Quality and Operations (critic — what proves the server WORKS):

testing-mcp-servers.md — golden-conversation regression, replay traces, deterministic test harnesses, agent-driven eval, "we asked Claude and it worked once" is not a test
observability-for-tool-calls.md — per-call telemetry, retry visibility, idempotency-key tracing, surfacing of duplicate execution, dashboards that answer "was that one execution or four?"
mcp-server-smells.md — catalogued anti-patterns: overlapping-tools, tool-as-CRUD-mirror, error-as-stack-trace, parameter-the-agent-cannot-fill, return-shape-that-blows-budget, retry-amplification, schema-drift-without-bump, namespace-collision, resource-that-should-be-a-tool, tool-that-should-be-a-resource

Boundary sheet (absorbed into the routing table for v0.1.0; promoted to its own sheet if the routing question becomes a recurrent ask): mcp-boundary-and-handoffs — where this pack stops; cross-pack handoffs to /web-backend, /llm-specialist, /procedural-architecture, /audit-pipelines.

v0.1.0 Scope

This is the scaffold release. Shipped:

This router (using-mcp-engineering/SKILL.md).
Plugin metadata (plugin.json).

Not yet shipped (roadmap for v0.2.0+):

The 13 reference sheets.
The three slash commands (/design-mcp-server, /review-mcp-server, /audit-mcp-tools).
The two SME agents (mcp-server-architect, mcp-server-critic).
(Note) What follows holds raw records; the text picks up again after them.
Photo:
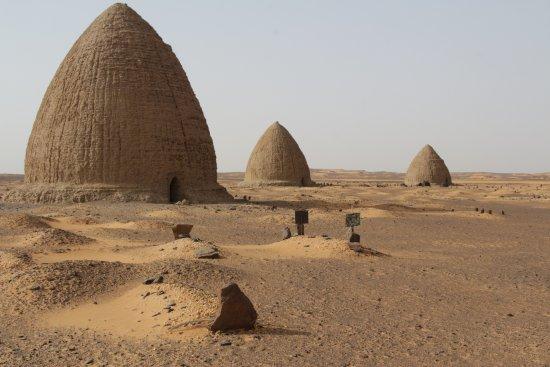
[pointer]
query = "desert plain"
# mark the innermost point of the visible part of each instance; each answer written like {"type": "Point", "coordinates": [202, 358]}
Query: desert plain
{"type": "Point", "coordinates": [449, 286]}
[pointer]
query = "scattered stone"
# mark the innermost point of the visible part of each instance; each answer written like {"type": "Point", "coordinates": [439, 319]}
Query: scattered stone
{"type": "Point", "coordinates": [235, 312]}
{"type": "Point", "coordinates": [207, 252]}
{"type": "Point", "coordinates": [286, 233]}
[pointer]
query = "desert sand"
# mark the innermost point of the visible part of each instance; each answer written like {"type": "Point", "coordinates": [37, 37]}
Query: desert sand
{"type": "Point", "coordinates": [452, 286]}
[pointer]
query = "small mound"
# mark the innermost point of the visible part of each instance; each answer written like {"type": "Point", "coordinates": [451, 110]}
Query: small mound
{"type": "Point", "coordinates": [168, 310]}
{"type": "Point", "coordinates": [22, 221]}
{"type": "Point", "coordinates": [140, 224]}
{"type": "Point", "coordinates": [299, 247]}
{"type": "Point", "coordinates": [376, 213]}
{"type": "Point", "coordinates": [163, 214]}
{"type": "Point", "coordinates": [55, 237]}
{"type": "Point", "coordinates": [10, 261]}
{"type": "Point", "coordinates": [47, 285]}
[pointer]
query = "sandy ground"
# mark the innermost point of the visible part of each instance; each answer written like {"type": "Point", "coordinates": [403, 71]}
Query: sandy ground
{"type": "Point", "coordinates": [457, 287]}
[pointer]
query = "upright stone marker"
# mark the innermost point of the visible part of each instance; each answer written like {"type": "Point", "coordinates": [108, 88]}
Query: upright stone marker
{"type": "Point", "coordinates": [301, 217]}
{"type": "Point", "coordinates": [353, 220]}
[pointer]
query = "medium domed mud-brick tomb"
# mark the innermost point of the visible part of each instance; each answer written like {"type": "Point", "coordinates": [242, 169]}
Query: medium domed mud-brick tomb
{"type": "Point", "coordinates": [277, 160]}
{"type": "Point", "coordinates": [427, 169]}
{"type": "Point", "coordinates": [120, 121]}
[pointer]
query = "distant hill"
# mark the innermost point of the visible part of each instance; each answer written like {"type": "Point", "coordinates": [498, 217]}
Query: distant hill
{"type": "Point", "coordinates": [338, 174]}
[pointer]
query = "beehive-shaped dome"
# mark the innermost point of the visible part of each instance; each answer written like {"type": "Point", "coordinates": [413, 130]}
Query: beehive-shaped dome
{"type": "Point", "coordinates": [120, 117]}
{"type": "Point", "coordinates": [427, 168]}
{"type": "Point", "coordinates": [277, 160]}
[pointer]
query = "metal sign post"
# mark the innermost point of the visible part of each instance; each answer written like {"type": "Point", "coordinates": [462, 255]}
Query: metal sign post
{"type": "Point", "coordinates": [301, 217]}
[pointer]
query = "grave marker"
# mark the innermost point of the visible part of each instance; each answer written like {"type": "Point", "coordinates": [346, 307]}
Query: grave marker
{"type": "Point", "coordinates": [301, 217]}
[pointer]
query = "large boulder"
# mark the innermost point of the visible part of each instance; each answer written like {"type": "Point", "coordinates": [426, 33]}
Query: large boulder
{"type": "Point", "coordinates": [235, 312]}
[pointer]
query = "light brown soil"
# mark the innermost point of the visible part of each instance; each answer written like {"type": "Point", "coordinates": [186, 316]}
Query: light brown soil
{"type": "Point", "coordinates": [457, 288]}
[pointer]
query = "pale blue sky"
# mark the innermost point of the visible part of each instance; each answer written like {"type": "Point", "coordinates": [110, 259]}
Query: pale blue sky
{"type": "Point", "coordinates": [360, 84]}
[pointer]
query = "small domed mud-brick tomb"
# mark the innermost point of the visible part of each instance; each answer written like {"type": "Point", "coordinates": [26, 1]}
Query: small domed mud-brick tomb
{"type": "Point", "coordinates": [427, 169]}
{"type": "Point", "coordinates": [120, 121]}
{"type": "Point", "coordinates": [277, 160]}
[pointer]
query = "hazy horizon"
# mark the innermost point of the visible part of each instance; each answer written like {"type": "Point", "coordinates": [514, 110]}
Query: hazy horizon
{"type": "Point", "coordinates": [361, 85]}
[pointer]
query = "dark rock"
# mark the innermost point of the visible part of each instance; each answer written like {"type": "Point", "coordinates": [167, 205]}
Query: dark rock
{"type": "Point", "coordinates": [286, 233]}
{"type": "Point", "coordinates": [354, 238]}
{"type": "Point", "coordinates": [152, 280]}
{"type": "Point", "coordinates": [235, 312]}
{"type": "Point", "coordinates": [207, 252]}
{"type": "Point", "coordinates": [182, 230]}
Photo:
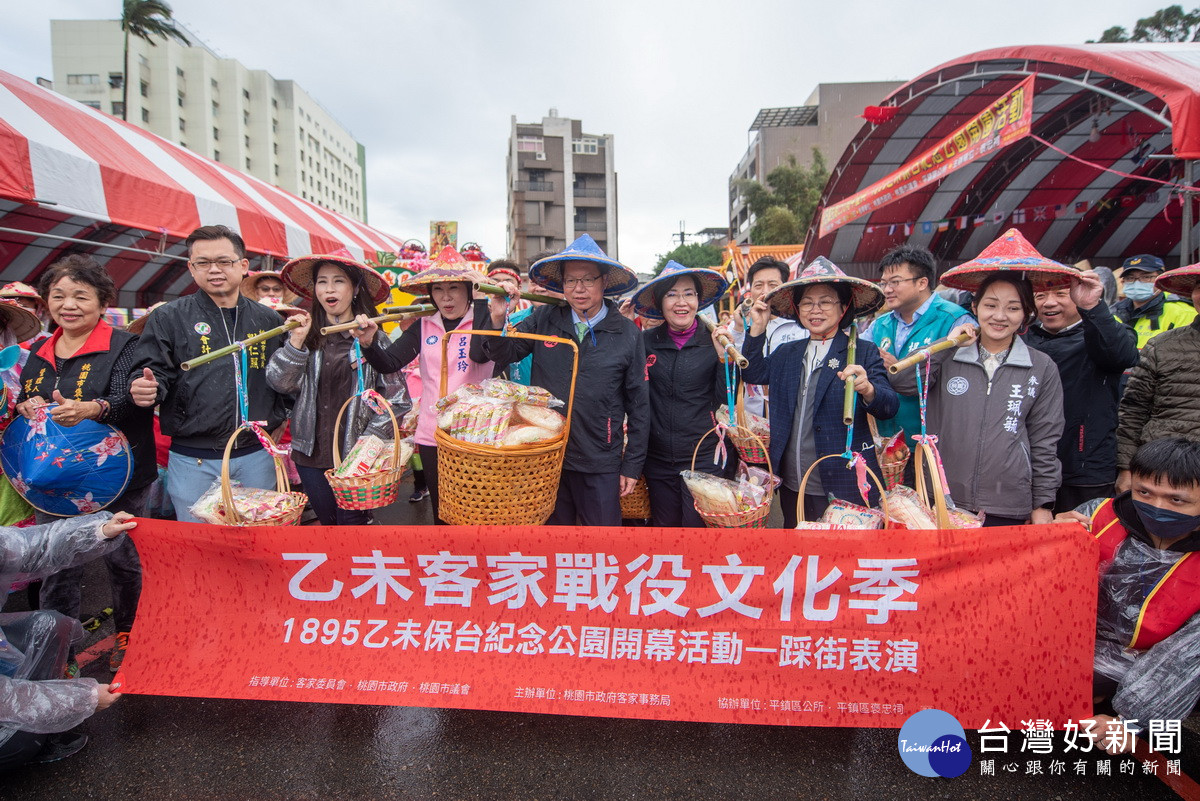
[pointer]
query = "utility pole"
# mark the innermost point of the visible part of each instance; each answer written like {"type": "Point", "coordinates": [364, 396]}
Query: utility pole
{"type": "Point", "coordinates": [682, 235]}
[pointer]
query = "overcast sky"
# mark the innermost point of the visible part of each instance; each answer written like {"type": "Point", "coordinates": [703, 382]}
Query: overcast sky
{"type": "Point", "coordinates": [429, 86]}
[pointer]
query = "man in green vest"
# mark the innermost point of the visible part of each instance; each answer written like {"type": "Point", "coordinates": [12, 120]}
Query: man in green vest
{"type": "Point", "coordinates": [916, 318]}
{"type": "Point", "coordinates": [1150, 311]}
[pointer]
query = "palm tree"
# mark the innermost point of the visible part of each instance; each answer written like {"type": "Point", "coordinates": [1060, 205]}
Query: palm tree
{"type": "Point", "coordinates": [145, 19]}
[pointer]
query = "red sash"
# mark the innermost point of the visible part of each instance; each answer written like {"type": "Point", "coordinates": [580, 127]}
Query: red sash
{"type": "Point", "coordinates": [1173, 601]}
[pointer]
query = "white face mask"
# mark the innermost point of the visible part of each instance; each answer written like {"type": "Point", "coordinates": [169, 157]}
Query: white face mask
{"type": "Point", "coordinates": [1139, 290]}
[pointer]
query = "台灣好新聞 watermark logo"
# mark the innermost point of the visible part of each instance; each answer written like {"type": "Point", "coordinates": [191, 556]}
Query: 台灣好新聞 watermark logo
{"type": "Point", "coordinates": [933, 742]}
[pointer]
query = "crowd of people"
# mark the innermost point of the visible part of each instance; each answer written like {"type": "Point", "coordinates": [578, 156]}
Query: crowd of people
{"type": "Point", "coordinates": [1060, 401]}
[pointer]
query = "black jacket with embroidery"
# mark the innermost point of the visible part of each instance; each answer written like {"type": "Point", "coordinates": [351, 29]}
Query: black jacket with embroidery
{"type": "Point", "coordinates": [198, 408]}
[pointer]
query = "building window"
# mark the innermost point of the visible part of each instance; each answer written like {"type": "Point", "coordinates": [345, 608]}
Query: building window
{"type": "Point", "coordinates": [587, 145]}
{"type": "Point", "coordinates": [531, 145]}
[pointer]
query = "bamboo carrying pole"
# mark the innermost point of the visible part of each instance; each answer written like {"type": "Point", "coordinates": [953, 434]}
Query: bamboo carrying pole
{"type": "Point", "coordinates": [925, 353]}
{"type": "Point", "coordinates": [490, 289]}
{"type": "Point", "coordinates": [847, 404]}
{"type": "Point", "coordinates": [725, 342]}
{"type": "Point", "coordinates": [238, 345]}
{"type": "Point", "coordinates": [395, 317]}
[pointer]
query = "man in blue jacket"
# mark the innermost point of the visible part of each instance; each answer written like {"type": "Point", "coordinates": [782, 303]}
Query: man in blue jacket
{"type": "Point", "coordinates": [1092, 349]}
{"type": "Point", "coordinates": [600, 465]}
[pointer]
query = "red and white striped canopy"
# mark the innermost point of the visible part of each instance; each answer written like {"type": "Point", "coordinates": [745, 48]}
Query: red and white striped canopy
{"type": "Point", "coordinates": [76, 180]}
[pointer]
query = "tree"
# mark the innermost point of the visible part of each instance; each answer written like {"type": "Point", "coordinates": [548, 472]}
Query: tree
{"type": "Point", "coordinates": [784, 211]}
{"type": "Point", "coordinates": [1169, 24]}
{"type": "Point", "coordinates": [145, 19]}
{"type": "Point", "coordinates": [691, 256]}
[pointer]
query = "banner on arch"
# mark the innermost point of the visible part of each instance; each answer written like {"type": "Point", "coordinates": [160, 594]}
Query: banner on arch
{"type": "Point", "coordinates": [1006, 120]}
{"type": "Point", "coordinates": [733, 626]}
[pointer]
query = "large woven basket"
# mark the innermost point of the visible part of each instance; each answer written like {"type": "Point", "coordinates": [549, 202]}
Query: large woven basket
{"type": "Point", "coordinates": [371, 489]}
{"type": "Point", "coordinates": [492, 485]}
{"type": "Point", "coordinates": [751, 518]}
{"type": "Point", "coordinates": [292, 511]}
{"type": "Point", "coordinates": [799, 497]}
{"type": "Point", "coordinates": [636, 505]}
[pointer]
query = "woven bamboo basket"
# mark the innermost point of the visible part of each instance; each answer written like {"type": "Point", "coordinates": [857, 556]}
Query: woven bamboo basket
{"type": "Point", "coordinates": [754, 449]}
{"type": "Point", "coordinates": [751, 518]}
{"type": "Point", "coordinates": [291, 512]}
{"type": "Point", "coordinates": [892, 468]}
{"type": "Point", "coordinates": [799, 497]}
{"type": "Point", "coordinates": [371, 489]}
{"type": "Point", "coordinates": [492, 485]}
{"type": "Point", "coordinates": [636, 505]}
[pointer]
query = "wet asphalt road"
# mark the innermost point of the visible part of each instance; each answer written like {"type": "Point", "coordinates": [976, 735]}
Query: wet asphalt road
{"type": "Point", "coordinates": [161, 747]}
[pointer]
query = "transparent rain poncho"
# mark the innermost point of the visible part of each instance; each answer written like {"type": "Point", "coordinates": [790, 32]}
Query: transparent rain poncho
{"type": "Point", "coordinates": [33, 553]}
{"type": "Point", "coordinates": [1161, 682]}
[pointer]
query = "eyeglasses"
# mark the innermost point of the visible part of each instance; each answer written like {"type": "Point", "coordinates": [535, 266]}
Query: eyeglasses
{"type": "Point", "coordinates": [825, 306]}
{"type": "Point", "coordinates": [204, 264]}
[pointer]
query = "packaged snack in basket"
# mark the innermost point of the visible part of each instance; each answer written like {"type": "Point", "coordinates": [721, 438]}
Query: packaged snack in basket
{"type": "Point", "coordinates": [361, 458]}
{"type": "Point", "coordinates": [713, 495]}
{"type": "Point", "coordinates": [844, 515]}
{"type": "Point", "coordinates": [252, 505]}
{"type": "Point", "coordinates": [498, 387]}
{"type": "Point", "coordinates": [906, 507]}
{"type": "Point", "coordinates": [526, 435]}
{"type": "Point", "coordinates": [540, 416]}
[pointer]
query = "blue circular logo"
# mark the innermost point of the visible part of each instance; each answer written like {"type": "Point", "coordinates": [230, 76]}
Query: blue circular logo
{"type": "Point", "coordinates": [933, 742]}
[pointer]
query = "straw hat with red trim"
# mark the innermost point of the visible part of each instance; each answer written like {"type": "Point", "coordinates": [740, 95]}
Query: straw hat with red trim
{"type": "Point", "coordinates": [712, 287]}
{"type": "Point", "coordinates": [19, 289]}
{"type": "Point", "coordinates": [1011, 253]}
{"type": "Point", "coordinates": [281, 307]}
{"type": "Point", "coordinates": [1180, 281]}
{"type": "Point", "coordinates": [298, 275]}
{"type": "Point", "coordinates": [547, 272]}
{"type": "Point", "coordinates": [447, 266]}
{"type": "Point", "coordinates": [138, 325]}
{"type": "Point", "coordinates": [865, 295]}
{"type": "Point", "coordinates": [19, 320]}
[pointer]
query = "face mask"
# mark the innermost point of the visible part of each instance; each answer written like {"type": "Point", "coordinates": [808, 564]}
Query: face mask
{"type": "Point", "coordinates": [1139, 290]}
{"type": "Point", "coordinates": [1164, 523]}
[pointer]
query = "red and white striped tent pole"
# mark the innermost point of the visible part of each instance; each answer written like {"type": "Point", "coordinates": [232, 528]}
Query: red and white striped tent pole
{"type": "Point", "coordinates": [76, 180]}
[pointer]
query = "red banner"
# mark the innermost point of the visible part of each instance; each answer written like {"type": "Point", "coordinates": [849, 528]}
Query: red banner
{"type": "Point", "coordinates": [741, 626]}
{"type": "Point", "coordinates": [997, 126]}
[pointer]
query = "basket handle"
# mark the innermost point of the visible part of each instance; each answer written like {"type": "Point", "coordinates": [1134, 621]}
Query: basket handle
{"type": "Point", "coordinates": [517, 335]}
{"type": "Point", "coordinates": [875, 480]}
{"type": "Point", "coordinates": [337, 428]}
{"type": "Point", "coordinates": [281, 476]}
{"type": "Point", "coordinates": [695, 451]}
{"type": "Point", "coordinates": [935, 493]}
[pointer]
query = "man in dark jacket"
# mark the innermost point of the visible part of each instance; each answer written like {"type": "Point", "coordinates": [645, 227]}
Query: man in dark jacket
{"type": "Point", "coordinates": [600, 465]}
{"type": "Point", "coordinates": [201, 408]}
{"type": "Point", "coordinates": [1092, 349]}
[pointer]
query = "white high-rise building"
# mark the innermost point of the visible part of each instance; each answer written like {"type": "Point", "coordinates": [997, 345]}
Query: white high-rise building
{"type": "Point", "coordinates": [215, 107]}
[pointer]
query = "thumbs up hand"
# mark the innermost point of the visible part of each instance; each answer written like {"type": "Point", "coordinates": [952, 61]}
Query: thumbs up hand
{"type": "Point", "coordinates": [144, 390]}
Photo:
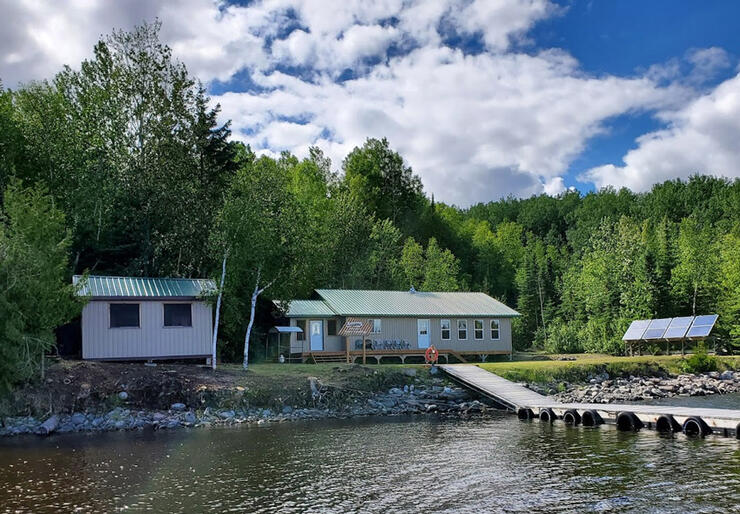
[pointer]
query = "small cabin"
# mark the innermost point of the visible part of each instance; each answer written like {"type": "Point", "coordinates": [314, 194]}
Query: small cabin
{"type": "Point", "coordinates": [400, 324]}
{"type": "Point", "coordinates": [136, 318]}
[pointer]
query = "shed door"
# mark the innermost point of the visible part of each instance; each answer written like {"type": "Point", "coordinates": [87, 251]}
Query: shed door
{"type": "Point", "coordinates": [317, 335]}
{"type": "Point", "coordinates": [423, 332]}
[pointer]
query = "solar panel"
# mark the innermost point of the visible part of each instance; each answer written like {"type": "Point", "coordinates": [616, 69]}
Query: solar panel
{"type": "Point", "coordinates": [702, 326]}
{"type": "Point", "coordinates": [709, 319]}
{"type": "Point", "coordinates": [657, 328]}
{"type": "Point", "coordinates": [634, 332]}
{"type": "Point", "coordinates": [678, 327]}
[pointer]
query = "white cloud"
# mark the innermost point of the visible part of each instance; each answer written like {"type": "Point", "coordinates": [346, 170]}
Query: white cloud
{"type": "Point", "coordinates": [702, 137]}
{"type": "Point", "coordinates": [475, 127]}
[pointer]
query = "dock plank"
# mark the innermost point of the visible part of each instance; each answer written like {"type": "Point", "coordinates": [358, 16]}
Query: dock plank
{"type": "Point", "coordinates": [516, 396]}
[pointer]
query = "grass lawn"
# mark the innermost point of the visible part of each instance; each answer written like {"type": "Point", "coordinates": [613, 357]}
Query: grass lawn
{"type": "Point", "coordinates": [553, 370]}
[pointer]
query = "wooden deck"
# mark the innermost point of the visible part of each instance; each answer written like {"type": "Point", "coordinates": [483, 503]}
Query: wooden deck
{"type": "Point", "coordinates": [355, 355]}
{"type": "Point", "coordinates": [516, 397]}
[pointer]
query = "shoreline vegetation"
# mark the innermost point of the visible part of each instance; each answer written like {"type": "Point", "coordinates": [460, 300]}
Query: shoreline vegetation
{"type": "Point", "coordinates": [82, 396]}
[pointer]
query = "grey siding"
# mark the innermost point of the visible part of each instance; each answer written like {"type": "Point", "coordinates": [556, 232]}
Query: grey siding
{"type": "Point", "coordinates": [151, 340]}
{"type": "Point", "coordinates": [406, 329]}
{"type": "Point", "coordinates": [331, 343]}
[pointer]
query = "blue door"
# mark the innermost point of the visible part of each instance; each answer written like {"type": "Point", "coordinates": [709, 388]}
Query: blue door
{"type": "Point", "coordinates": [423, 332]}
{"type": "Point", "coordinates": [317, 336]}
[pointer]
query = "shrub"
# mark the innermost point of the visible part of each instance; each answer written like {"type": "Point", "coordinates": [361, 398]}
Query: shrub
{"type": "Point", "coordinates": [563, 338]}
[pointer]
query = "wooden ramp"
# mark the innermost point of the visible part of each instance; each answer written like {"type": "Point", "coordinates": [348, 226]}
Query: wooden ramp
{"type": "Point", "coordinates": [519, 399]}
{"type": "Point", "coordinates": [509, 394]}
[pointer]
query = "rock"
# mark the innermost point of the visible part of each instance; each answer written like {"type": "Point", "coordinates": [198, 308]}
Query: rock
{"type": "Point", "coordinates": [50, 425]}
{"type": "Point", "coordinates": [78, 418]}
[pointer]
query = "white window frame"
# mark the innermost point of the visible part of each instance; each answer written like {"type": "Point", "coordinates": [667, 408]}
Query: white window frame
{"type": "Point", "coordinates": [110, 318]}
{"type": "Point", "coordinates": [377, 326]}
{"type": "Point", "coordinates": [442, 329]}
{"type": "Point", "coordinates": [482, 330]}
{"type": "Point", "coordinates": [497, 329]}
{"type": "Point", "coordinates": [464, 321]}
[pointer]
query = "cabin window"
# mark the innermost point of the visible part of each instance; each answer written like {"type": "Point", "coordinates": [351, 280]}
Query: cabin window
{"type": "Point", "coordinates": [377, 326]}
{"type": "Point", "coordinates": [178, 315]}
{"type": "Point", "coordinates": [124, 315]}
{"type": "Point", "coordinates": [445, 326]}
{"type": "Point", "coordinates": [478, 329]}
{"type": "Point", "coordinates": [494, 329]}
{"type": "Point", "coordinates": [462, 329]}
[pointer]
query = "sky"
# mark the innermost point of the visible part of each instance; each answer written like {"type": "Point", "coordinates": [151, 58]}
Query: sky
{"type": "Point", "coordinates": [482, 98]}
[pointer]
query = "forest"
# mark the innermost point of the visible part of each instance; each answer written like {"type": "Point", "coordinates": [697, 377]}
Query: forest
{"type": "Point", "coordinates": [121, 166]}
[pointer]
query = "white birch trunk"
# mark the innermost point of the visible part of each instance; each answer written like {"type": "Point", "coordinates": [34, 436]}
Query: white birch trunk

The router is intentionally self-supporting: a producer or critic can extract substantial value from the routing table, role architecture, and consistency gate below before any sheet is written. Sheets exist to deepen the discipline, not to substitute for thinking about it.

Consistency Gate

Run this checklist before declaring any architect or critic deliverable done. Failures are blocking, not advisory. Silent passes are the failure mode this pack exists to prevent.

Every tool has an agent-voice intent statement. Not "updates the issue record" but "marks an issue as in-progress so other agents do not claim it." The intent is what the LLM reads to decide whether to call the tool; if the intent describes the implementation rather than the effect-an-agent-cares-about, the tool is mis-described and will be mis-called.
Every tool with a side effect declares an idempotency guarantee. "Calling this tool twice with the same arguments has effect X" where X is one of: no-op-after-first (idempotent), adds-twice (non-idempotent, agent must coordinate), fails-second-call (uniqueness-protected), requires-claim-lease (atomic-via-lease). "It depends" is not a guarantee.
Every tool's return shape has a stated context-budget profile. Either bounded (returns ≤ N tokens by construction) or paginated (returns first page with cursor) or explicitly-may-be-truncated (agent must call detail-tool for full payload). A tool whose return shape grows with the database is a defect waiting for the median-input incident.
Every error envelope tells the agent what to do. Three classes minimum: retry-safe (transient; agent may retry with same args), retry-with-changes (input was wrong in a stated way; agent must alter args), fatal (no agent-side recovery; surface to user). A stack trace is none of these. "Internal server error" is none of these.
Schema changes that are not backward-compatible bump the server capability. A parameter renamed, a return field type-changed, a tool removed, a permission tightened — all of these are visible to the agent in the protocol, not invisible behind a server version bump. Per schema-versioning-and-drift.md once it exists; until then, follow the protocol's capability-negotiation envelope.
Every tool's concurrency contract is stated. "Safe to call concurrently with itself and with all other tools" is a contract. "Serialised on the issue ID" is a contract. "Undefined" is a defect, not a contract.
At least one golden-conversation regression test exists per shipping tool. Not "we asked Claude to use it and it worked." A canonical conversation, captured, replayable, that fails loudly when a tool description or return shape regresses. If the surface is not regression-protected, every new model version is a release candidate by default.
Smells from sheet 13 (mcp-server-smells.md) actively considered. Each catalogued anti-pattern (overlapping-tools, tool-as-CRUD-mirror, error-as-stack-trace, parameter-the-agent-cannot-fill, return-shape-that-blows-budget, retry-amplification, schema-drift-without-bump, namespace-collision, resource-that-should-be-a-tool, tool-that-should-be-a-resource) was checked against the surface. "No smells found" without enumerating the catalog is a skipped check.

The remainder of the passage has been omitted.